守ってくれるだけじゃない。“私を信じて待ってくれた”人。
その人の手を、今、私は自分から握り返した。
一ヶ月後。
王都では、王太子ユリウスの自発的な退位と、第二王子の即位が決まり、大きな変化の波が押し寄せていた。
ユリウスは、自らの希望で国外の大使館へ派遣される道を選び、穏やかな笑みを残して旅立った。

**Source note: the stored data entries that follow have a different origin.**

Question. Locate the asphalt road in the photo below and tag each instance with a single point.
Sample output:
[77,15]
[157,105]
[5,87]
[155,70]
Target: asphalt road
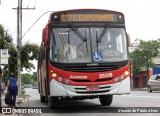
[136,103]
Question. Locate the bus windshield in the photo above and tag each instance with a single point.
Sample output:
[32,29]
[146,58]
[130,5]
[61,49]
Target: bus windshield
[88,44]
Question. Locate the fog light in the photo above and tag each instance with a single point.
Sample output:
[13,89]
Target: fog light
[66,81]
[60,79]
[122,77]
[116,79]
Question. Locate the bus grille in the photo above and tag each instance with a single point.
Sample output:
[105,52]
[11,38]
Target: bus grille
[101,90]
[90,68]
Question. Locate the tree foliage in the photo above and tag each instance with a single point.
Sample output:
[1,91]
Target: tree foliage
[27,78]
[28,52]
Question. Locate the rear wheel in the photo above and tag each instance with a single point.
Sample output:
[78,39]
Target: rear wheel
[149,89]
[106,100]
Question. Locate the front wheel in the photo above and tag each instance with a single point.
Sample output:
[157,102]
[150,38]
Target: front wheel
[106,100]
[53,102]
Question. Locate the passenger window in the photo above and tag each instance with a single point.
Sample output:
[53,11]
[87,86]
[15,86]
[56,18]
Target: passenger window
[154,77]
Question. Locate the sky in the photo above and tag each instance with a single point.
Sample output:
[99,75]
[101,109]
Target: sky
[142,16]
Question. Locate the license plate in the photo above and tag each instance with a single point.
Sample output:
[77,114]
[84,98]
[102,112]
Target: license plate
[92,88]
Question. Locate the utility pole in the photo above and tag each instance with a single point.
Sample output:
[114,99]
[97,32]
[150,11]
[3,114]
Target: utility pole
[19,41]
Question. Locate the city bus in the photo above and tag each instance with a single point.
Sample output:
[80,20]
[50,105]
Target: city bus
[83,55]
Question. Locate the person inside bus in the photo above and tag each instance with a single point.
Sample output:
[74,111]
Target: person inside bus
[12,88]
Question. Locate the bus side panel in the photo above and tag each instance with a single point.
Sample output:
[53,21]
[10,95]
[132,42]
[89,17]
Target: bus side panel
[43,78]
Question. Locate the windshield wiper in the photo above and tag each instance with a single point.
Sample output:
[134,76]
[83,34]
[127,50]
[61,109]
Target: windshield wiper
[102,34]
[78,33]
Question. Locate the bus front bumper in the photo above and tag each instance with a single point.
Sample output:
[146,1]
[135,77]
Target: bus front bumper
[63,90]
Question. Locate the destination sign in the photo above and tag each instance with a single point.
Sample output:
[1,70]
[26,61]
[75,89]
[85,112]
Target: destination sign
[89,18]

「リリアーヌ。……ありがとう。僕を、本当に変えてくれたのは、君だった」
そう言って彼は去っていった。
そして辺境領では、小さな婚礼が行われた。
式場は花で彩られ、村人たちが心からの祝福を捧げる中――
「レオン・グレイヴ。あなたは、どんな困難があっても、私の隣で戦ってくれますか?」
「リリアーヌ・セリーニャ。お前がどんな未来を選んでも、俺はその手を放さない」
誓いの言葉を交わしたその瞬間、春風が静かに吹き抜けた。
私は、やっと“私の意思で選んだ未来”を歩き始める。